The Old Masonic Hall

The Old Masonic Hall—mercifully preserved—is a classic example of how universally Warkworth once constructed its buildings with unseeing backsides to the river and the sun.

The unquestionable heritage significance of the hall precludes its relocation, spinning it 180 degrees or knocking holes in the back wall.

But it doesn’t mean that the dead space behind it cannot be redeemed to form an important part of the riverside precinct.

The 2005 meeting Friends of the Mahurangi organised as a Mahurangi River forum, at the behest of Stefan Seitzer when he was project manager of the Mahurangi Action Plan, inadvertently demonstrated the potential for this space.

Coffee, bacon and French toast cooked and consumed al fresco, the mist on the river, sparkling sun and conversation.

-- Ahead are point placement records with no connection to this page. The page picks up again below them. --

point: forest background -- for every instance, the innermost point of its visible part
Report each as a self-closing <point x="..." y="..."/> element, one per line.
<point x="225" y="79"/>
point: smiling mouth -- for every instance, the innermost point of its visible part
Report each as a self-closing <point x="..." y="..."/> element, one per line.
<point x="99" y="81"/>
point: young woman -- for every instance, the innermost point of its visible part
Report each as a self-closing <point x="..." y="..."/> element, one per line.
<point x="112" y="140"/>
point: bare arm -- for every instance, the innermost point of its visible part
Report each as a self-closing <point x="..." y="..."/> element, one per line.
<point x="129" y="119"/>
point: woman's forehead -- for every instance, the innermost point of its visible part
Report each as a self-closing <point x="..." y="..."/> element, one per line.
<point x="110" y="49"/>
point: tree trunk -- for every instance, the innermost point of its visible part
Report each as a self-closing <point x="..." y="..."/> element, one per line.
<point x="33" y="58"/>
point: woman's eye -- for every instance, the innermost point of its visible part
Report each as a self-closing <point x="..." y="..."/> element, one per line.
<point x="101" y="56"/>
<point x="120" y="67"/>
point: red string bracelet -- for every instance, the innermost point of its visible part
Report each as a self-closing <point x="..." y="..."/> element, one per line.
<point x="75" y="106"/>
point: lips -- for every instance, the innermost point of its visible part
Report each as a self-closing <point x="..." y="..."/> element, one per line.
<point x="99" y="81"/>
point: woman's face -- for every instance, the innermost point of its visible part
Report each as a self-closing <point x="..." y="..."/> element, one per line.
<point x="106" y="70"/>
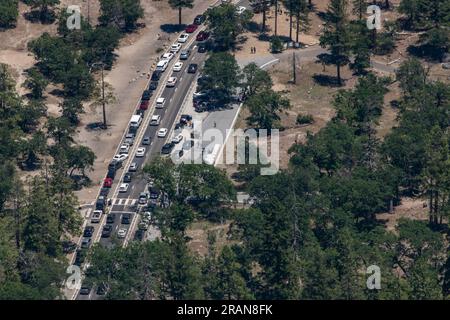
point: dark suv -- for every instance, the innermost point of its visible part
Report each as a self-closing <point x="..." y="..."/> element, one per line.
<point x="156" y="75"/>
<point x="199" y="19"/>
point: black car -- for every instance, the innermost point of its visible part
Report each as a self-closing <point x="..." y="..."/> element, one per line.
<point x="88" y="231"/>
<point x="193" y="68"/>
<point x="139" y="235"/>
<point x="110" y="218"/>
<point x="156" y="75"/>
<point x="146" y="140"/>
<point x="80" y="257"/>
<point x="167" y="148"/>
<point x="100" y="204"/>
<point x="199" y="19"/>
<point x="115" y="165"/>
<point x="153" y="85"/>
<point x="86" y="243"/>
<point x="69" y="246"/>
<point x="126" y="218"/>
<point x="104" y="191"/>
<point x="146" y="95"/>
<point x="202" y="48"/>
<point x="107" y="230"/>
<point x="85" y="289"/>
<point x="127" y="177"/>
<point x="101" y="289"/>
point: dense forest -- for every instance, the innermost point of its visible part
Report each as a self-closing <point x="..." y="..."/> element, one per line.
<point x="312" y="229"/>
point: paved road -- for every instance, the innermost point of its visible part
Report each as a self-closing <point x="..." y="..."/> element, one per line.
<point x="127" y="202"/>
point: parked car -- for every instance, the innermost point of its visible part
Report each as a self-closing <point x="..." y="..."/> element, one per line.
<point x="126" y="218"/>
<point x="202" y="36"/>
<point x="123" y="187"/>
<point x="120" y="157"/>
<point x="146" y="95"/>
<point x="133" y="167"/>
<point x="127" y="177"/>
<point x="193" y="68"/>
<point x="167" y="148"/>
<point x="146" y="141"/>
<point x="162" y="132"/>
<point x="110" y="218"/>
<point x="160" y="102"/>
<point x="178" y="66"/>
<point x="153" y="85"/>
<point x="124" y="148"/>
<point x="167" y="56"/>
<point x="174" y="48"/>
<point x="184" y="55"/>
<point x="191" y="28"/>
<point x="129" y="139"/>
<point x="140" y="152"/>
<point x="139" y="235"/>
<point x="68" y="246"/>
<point x="107" y="183"/>
<point x="199" y="19"/>
<point x="156" y="75"/>
<point x="183" y="38"/>
<point x="107" y="230"/>
<point x="86" y="243"/>
<point x="171" y="82"/>
<point x="96" y="216"/>
<point x="143" y="197"/>
<point x="177" y="139"/>
<point x="156" y="119"/>
<point x="121" y="233"/>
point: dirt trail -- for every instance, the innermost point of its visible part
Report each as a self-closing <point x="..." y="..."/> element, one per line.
<point x="128" y="78"/>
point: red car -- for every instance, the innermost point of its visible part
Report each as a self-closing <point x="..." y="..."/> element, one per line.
<point x="202" y="36"/>
<point x="144" y="105"/>
<point x="191" y="28"/>
<point x="107" y="183"/>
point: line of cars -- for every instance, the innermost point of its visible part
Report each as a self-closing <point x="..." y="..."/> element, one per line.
<point x="102" y="203"/>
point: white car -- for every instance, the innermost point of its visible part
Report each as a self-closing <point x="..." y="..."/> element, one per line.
<point x="156" y="119"/>
<point x="121" y="233"/>
<point x="240" y="10"/>
<point x="96" y="216"/>
<point x="124" y="148"/>
<point x="124" y="187"/>
<point x="167" y="56"/>
<point x="183" y="38"/>
<point x="120" y="157"/>
<point x="171" y="82"/>
<point x="175" y="47"/>
<point x="177" y="139"/>
<point x="178" y="66"/>
<point x="140" y="152"/>
<point x="162" y="132"/>
<point x="160" y="103"/>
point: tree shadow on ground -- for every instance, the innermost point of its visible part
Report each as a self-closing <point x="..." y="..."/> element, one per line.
<point x="327" y="80"/>
<point x="172" y="28"/>
<point x="427" y="52"/>
<point x="36" y="16"/>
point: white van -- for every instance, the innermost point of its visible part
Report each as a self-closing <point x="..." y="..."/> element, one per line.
<point x="156" y="119"/>
<point x="136" y="120"/>
<point x="160" y="102"/>
<point x="162" y="65"/>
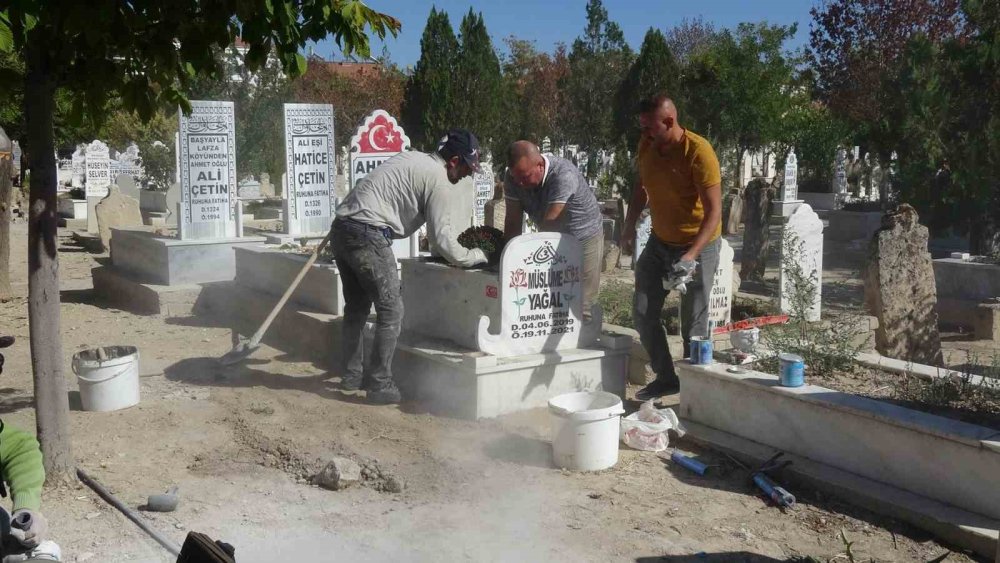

(The forum itself was unconstructive and somewhat unseemly. But this was due more to jealousies fueled by ill-considered inducements to the community by the regional council to establish a new catchment-based group, rather than the fact the gathering had forsaken the river favour of the indoors!)

Conclusion

It is not too late for Warkworth to find its bearings.

For too long, Hill Street and the community’s frustration with it, has been seen by the council and Transit as solely a transport issue. Reassurances that the delays and danger at Hill Street is within acceptable limits are lazy and disrespectful of the community view that this is not how the town should function—that it is deeply unsatisfactory and an absurdity.

It is timely that the unhelpful dogleg that State Highway One takes through the town is addressed. The community could do well to take a leaf out of the pioneering farmers’ book, and sort out a satisfactory route for themselves.

Folk desperate for the roads needed to link their farms to market organised themselves as roads boards. Those whose properties lay on the routes agreed, gifted the requisite strips of land. And although the boards received funding for the road building, the farmers often themselves laboured in the shafts of the horse scoops that carved out those roadways—curves that are often little changed unchanged today.

To own a property anywhere along the possible new routes for the by-pass is to be in a state of limbo. The alternative—while more-cohesive regional transport governance is awaited—is for a community-led initiative, with strong representation of the property holders affected, to get on with determining a useful route. While some professional help from the relevant councils and agencies would be useful, it is not rocket science—at least the members of the old roads boards didn’t appear overly overawed.

Comment for the submissions

Regarding the town centre upgrade, the council’s website states that all feedback must be received by Friday, 6 June 2008. However the consultation is informal and project leader Genevieve McGirr has told Friends of the Mahurangi that it may complete its submissions over this weekend.

The proposed district plan change, on the other hand, is a statutory process. Submissions on the proposed changes are will only be accepted up to 4.00 p.m. on Wednesday 18 June.

Members of Friends of the Mahurangi, and readers of the Mahurangi Magazine generally, are urged to comment. This can be done directly to the council or as a contribution to Friends of the Mahurangi submissions.

Comment is particularly sought of the ‘new Wharf Street’, as this concept is somewhat novel and has not been widely canvassed.